Simon Tobias Viktor Klose (born 3 September 1975 in Lund, Sweden) is a Swedish documentary and music video maker. He holds a master's degree in law from Stockholm University.

Klose has worked closely for many years with the artist Timbuktu, with whom he shared an apartment in Årsta, Stockholm, while studying law. Klose’s works include the music video for Everyone Wants to Go to Heaven but Nobody Wants to Die and the documentary film Spelberoende. Simon Klose is also behind Standard Bearer about the artist Promoe and Sweet Memories Garden Centre about two brothers from South Africa who decide to open a flower shop, co-produced by SVT in 2006.

Between 2008 and 2012, Klose worked on the documentary film ‘TPB AFK: The Pirate Bay Away From Keyboard’. In making the documentary, he followed The Pirate Bay creators, the pirate movement and the trial of The Pirate Bay. The film made history as the first film ever to open up the Berlinale and simultaneously being released for free online. It became a global viral phenomenon, propelling the story to an audience of millions of viewers.

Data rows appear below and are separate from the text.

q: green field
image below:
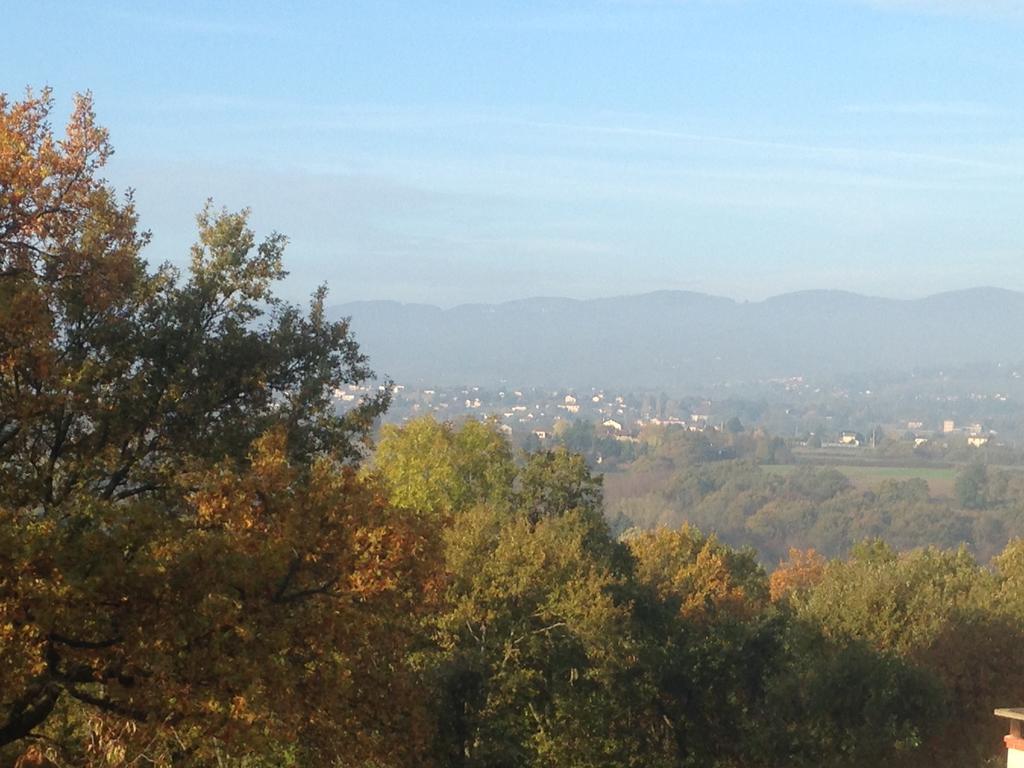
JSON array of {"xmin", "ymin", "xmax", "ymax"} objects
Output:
[{"xmin": 762, "ymin": 464, "xmax": 957, "ymax": 496}]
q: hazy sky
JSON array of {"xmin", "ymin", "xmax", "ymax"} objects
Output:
[{"xmin": 6, "ymin": 0, "xmax": 1024, "ymax": 306}]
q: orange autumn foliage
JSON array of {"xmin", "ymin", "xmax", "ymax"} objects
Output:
[{"xmin": 768, "ymin": 549, "xmax": 827, "ymax": 602}]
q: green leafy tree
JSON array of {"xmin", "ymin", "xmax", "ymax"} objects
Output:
[{"xmin": 0, "ymin": 88, "xmax": 436, "ymax": 764}]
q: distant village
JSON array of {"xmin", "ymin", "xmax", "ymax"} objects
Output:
[{"xmin": 335, "ymin": 377, "xmax": 1018, "ymax": 449}]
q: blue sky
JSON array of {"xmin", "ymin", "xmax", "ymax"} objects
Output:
[{"xmin": 0, "ymin": 0, "xmax": 1024, "ymax": 306}]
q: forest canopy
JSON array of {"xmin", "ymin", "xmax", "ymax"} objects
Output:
[{"xmin": 0, "ymin": 92, "xmax": 1024, "ymax": 768}]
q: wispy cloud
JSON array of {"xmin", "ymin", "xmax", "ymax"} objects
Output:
[
  {"xmin": 516, "ymin": 117, "xmax": 1019, "ymax": 172},
  {"xmin": 841, "ymin": 101, "xmax": 1006, "ymax": 118}
]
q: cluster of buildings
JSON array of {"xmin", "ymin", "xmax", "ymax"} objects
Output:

In 2016 Simon produced and hosted “Food Hacking Japan”, a short doc TV-series for VICE Munchies on food disruptors in Tokyo.

In 2016 and 2017, Klose made several short films in collaboration with the Internet Museum. In 2016, he released The Key to the Internet, which follows, among others, security expert Anne-Marie Eklund Löwinder, who is one of 14 people in the world entrusted with the process of creating keys to protect the internet. On 13 June 2017, his short film BBS - the web before the web premiered, which, as the name suggests, depicts the Swedish BBS culture.

In 2024 Simon released his feature documentary Hacking Hate as a part of the Documentary Competition at Tribeca. The film follows investigative reporter My Vingren who goes undercover online in order to expose a network of neo-Nazis and far-right organisations that are viciously fostering hate speech and extremism on a global scale.